On reconnaît aussi une banque qui prend réellement la durabilité au sérieux au fait qu’elle réfléchit à l’ensemble du cycle de vie du projet : finance-t-elle également les premières étapes, comme l’achat et la mise à nu d’un bâtiment, alors qu’aucune plus-value n’est encore créée ? Une période de lancement plus longue ou une durée plus étendue sont-elles envisageables ? « Chez Triodos Bank, nous proposons nous-mêmes ce type de solutions, parce que nous voulons réellement voir émerger davantage de bâtiments durables et innovants. C’est notre engagement, aussi vis-à-vis de nos épargnants », précise Marc de Hertogh.

3. Que fait la banque de votre argent pendant qu’il se trouve sur votre compte de projet ?
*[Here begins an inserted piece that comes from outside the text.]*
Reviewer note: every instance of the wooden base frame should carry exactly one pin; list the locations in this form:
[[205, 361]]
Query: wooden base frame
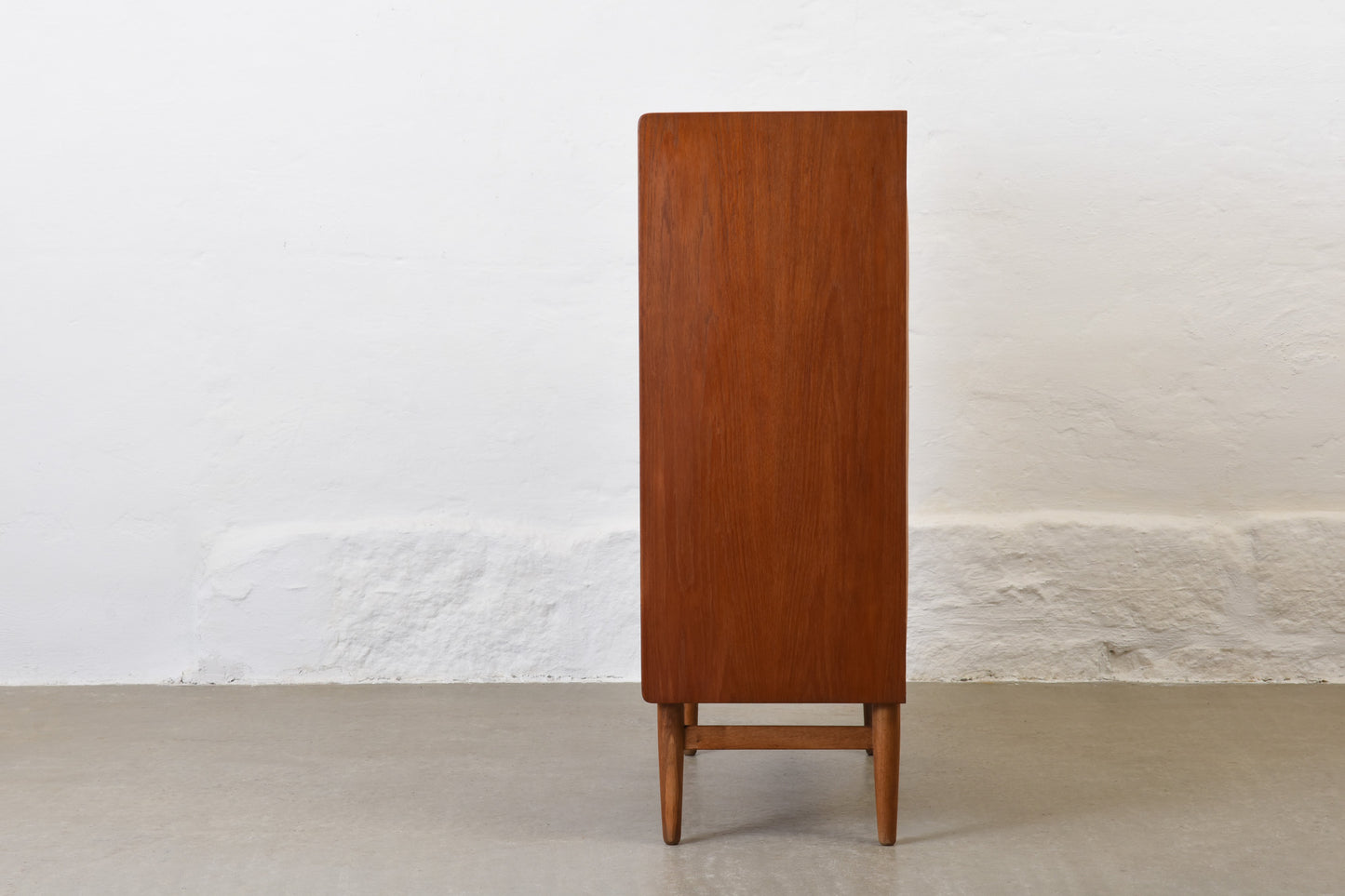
[[682, 735]]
La politique d’investissement générale est importante, mais à quoi sert concrètement votre argent entre deux factures ? Dans le cadre d’un projet, des montants importants restent souvent longtemps sur les comptes de sociétés momentanées ou d’associations temporaires, par exemple sous la forme d’avances versées par les maîtres d’ouvrage ou de bénéfices encore à répartir. Cet argent aussi a une empreinte carbone, selon ce que votre banque finance avec lui.

Il est donc utile de demander explicitement comment sont gérés les fonds de projet et les réserves de trésorerie. Sont-ils versés dans un pot commun qui finance également des activités polluantes ? Ou vos comptes peuvent-ils être liés à un portefeuille qui finance exclusivement des projets durables ? Pour Marc de Hertogh, la réponse est claire : « Tous les projets que nous finançons avec l’argent déposé sur les comptes de nos clients contribuent, chacun à leur manière, à un monde meilleur. Cet impact positif n’est pas une niche dans notre offre : il constitue l’ensemble de notre offre. »

En posant ces questions, la relation avec votre banque ne se limite plus aux taux d’intérêt et aux durées de remboursement, mais porte aussi sur l’impact. Vous montrez ainsi que vous choisissez vos financeurs avec le même degré d’attention que vos matériaux et vos techniques. Le choix de votre banque devient alors un levier supplémentaire pour réduire encore l’empreinte carbone de vos projets.